On September 1, 2012, CMS implemented the prior authorization (PA) for power mobility devices (PMDs) demonstration in seven states: Cal., Fla., Ill., Mich., N.C., N.Y. and Texas. CMS claims that spending per month on power mobility devices in the seven demo states has decreased since September 2012, as has spending per month on power mobility devices in the non-demo states. Looking at the statistics provided by CMS, it appears that roughly half (50% to 52%)of requests during the first year of the demonstration were non-affirmed, with the basis for the denials that the beneficiaries do not qualify for the benefit based on the documentation submitted. On April 4, 2014, CMS requested approval to expand the PA Demonstration for PMDs to 12 additional states. Are you ready MD, N.J., Pa., Ind., Ky., Ohio, Ga., Tenn., La., Mo., Wash. and Ariz.?

In a stealthy scouting move during 2012, CMS also signed a five-year contract with Strategic Health Solutions, LLC, a supplemental medical review contractor (SMRC), to perform reviews aimed at lowering improper payment by determining whether Medicare claims were billed in compliance with coverage, coding, payment and billing practices. In a move that should be lauded by the DME industry, Strategic is paid by CMS based on a flat fee arrangement; that is, unlike the Recovery Audit Contractors (RACs), SMRC is not paid a contingency fee for alleged overpayments. SMRC work is also not intended to overlap with that of RACs, but as seen below, their work has inevitably overlapped, causing inefficiencies.

CMS directed one of SMRC’s initial focuses to be post-payment medical review of PMD claims from those states not included in the demonstration project. These post payment reviews were to determine whether the claims submitted were billed in compliance with the PMD policies. The post-payment reviews were not to be limited to K0823; CMS directed SMRC to include all power mobility devices, including complex rehab. The project consisted of a random sampling of 1,200 claims—300 claims per the four DME MAC jurisdictions. SMRC was supposed to conduct their post payment review on claims that had not been audited by another contractor, yet 369 of the 1,200 claims (31%) had previously been reviewed by another Medicare contractor. The 831 remaining claims from this initial sampling with dates of service July 1, 2011—December 31, 2012, revealed an overall total error rate of 60%.
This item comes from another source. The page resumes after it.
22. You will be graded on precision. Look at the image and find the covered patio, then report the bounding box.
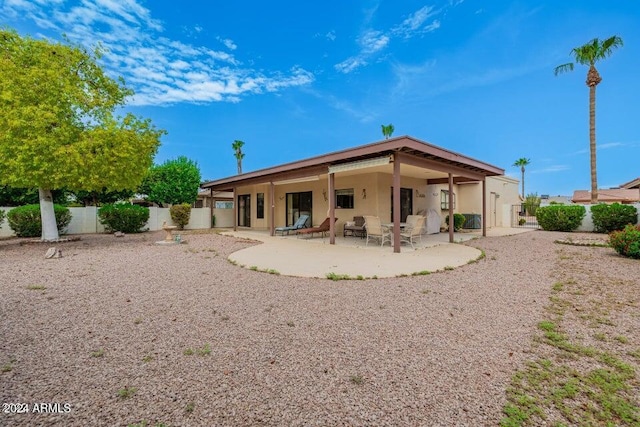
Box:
[202,136,504,253]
CMS posted an update to its website on February 18, 2014, explaining the wind-down of current outstanding claim reviews to finish out the current recovery auditor’scontracts.The rational for this wind-down was time needed to prepare for the next round of RACs. It is important to note that on March 7, 2014, CMS posted an update reminding providers the Recovery Audit Programs would continue to conduct automated reviews through June 1, 2014. Two RACs have filed “pre-award” protests with the Government Accountability Office (GAO), regarding some of the changes planned by CMS for the next round of five-year RAC contracts. CGI Federal and HMS Holdings (which owns HealthDataInsights) object to CMS’s changes to the next RAC installment. CMS said it would, among other things, revise the number of medical records that RACs can request from providers, reducing them for providers with low claim denial rates, and not pay RAC contingency fees for overpayments until it was clear they would survive the second level of appeal.
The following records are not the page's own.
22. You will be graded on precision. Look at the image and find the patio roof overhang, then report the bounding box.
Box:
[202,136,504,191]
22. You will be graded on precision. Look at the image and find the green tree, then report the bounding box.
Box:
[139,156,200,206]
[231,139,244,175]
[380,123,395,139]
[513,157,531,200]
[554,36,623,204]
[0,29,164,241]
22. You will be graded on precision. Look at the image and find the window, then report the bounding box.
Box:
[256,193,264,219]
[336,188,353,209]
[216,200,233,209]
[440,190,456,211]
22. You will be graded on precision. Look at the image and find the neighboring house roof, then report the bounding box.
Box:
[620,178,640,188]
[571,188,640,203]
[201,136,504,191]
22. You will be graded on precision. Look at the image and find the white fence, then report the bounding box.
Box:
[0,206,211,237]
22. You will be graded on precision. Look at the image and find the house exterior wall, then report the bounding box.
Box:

If a RAC comes hunting at your company, could you withstand a 60% denial rate? Your company should take advantage of this wind-down time to gear up. CMS is attempting to make its hunting trips as profitable as possible, therefore high-risk providers will be targeted. In other words, failing an audit increases the chances of another audit in the near future. In order to pass audits it is important to ensure that all face-to-face documentation is compliant before delivering the equipment. Encouraging your referral sources to use an algorithmic face-to-face program ensures that medical necessity policies are followed and equipment that is vended will pass muster.
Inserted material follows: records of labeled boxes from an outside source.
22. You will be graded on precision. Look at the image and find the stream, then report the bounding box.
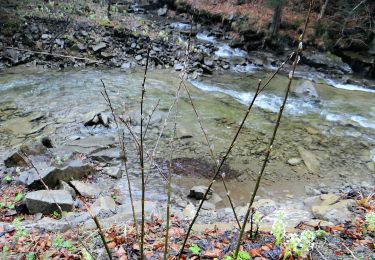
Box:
[0,59,375,225]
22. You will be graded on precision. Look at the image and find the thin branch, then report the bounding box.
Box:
[3,47,104,64]
[100,79,138,239]
[179,82,260,257]
[139,46,151,260]
[143,99,160,138]
[19,153,96,259]
[164,80,180,260]
[181,78,241,228]
[234,0,313,259]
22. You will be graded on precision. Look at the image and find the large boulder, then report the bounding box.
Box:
[25,190,74,214]
[4,152,27,167]
[83,201,157,229]
[305,194,356,224]
[301,52,352,73]
[189,186,212,200]
[70,181,101,198]
[19,160,94,189]
[298,147,320,173]
[91,196,116,215]
[292,80,320,102]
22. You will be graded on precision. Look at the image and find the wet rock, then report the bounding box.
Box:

Be prepared for hunting season; don’t get caught out in the open like a sitting duck! Adjust billing practices today and make sure you are in compliance with CMS policies. Look to those who have positive experiences with the PA demo. Perform self-audits on paperwork before the equipment is dispensed. Always have two or even three different people review paperwork. Use checklists. Eliminate the unfavorable odds. If the hunting is good at your company a RAC will return looking for more wabbits.


The DME/HME industry for the past 30 or more years has been cyclic. There have been changes, but most providers have experienced very good years.

But the times are now rapidly changing. CMS and Medicare have been running out of funds. They are looking for every way possible to delay reimbursements. They move forward without any thoughts of how these delays will affect the beneficiaries and providers.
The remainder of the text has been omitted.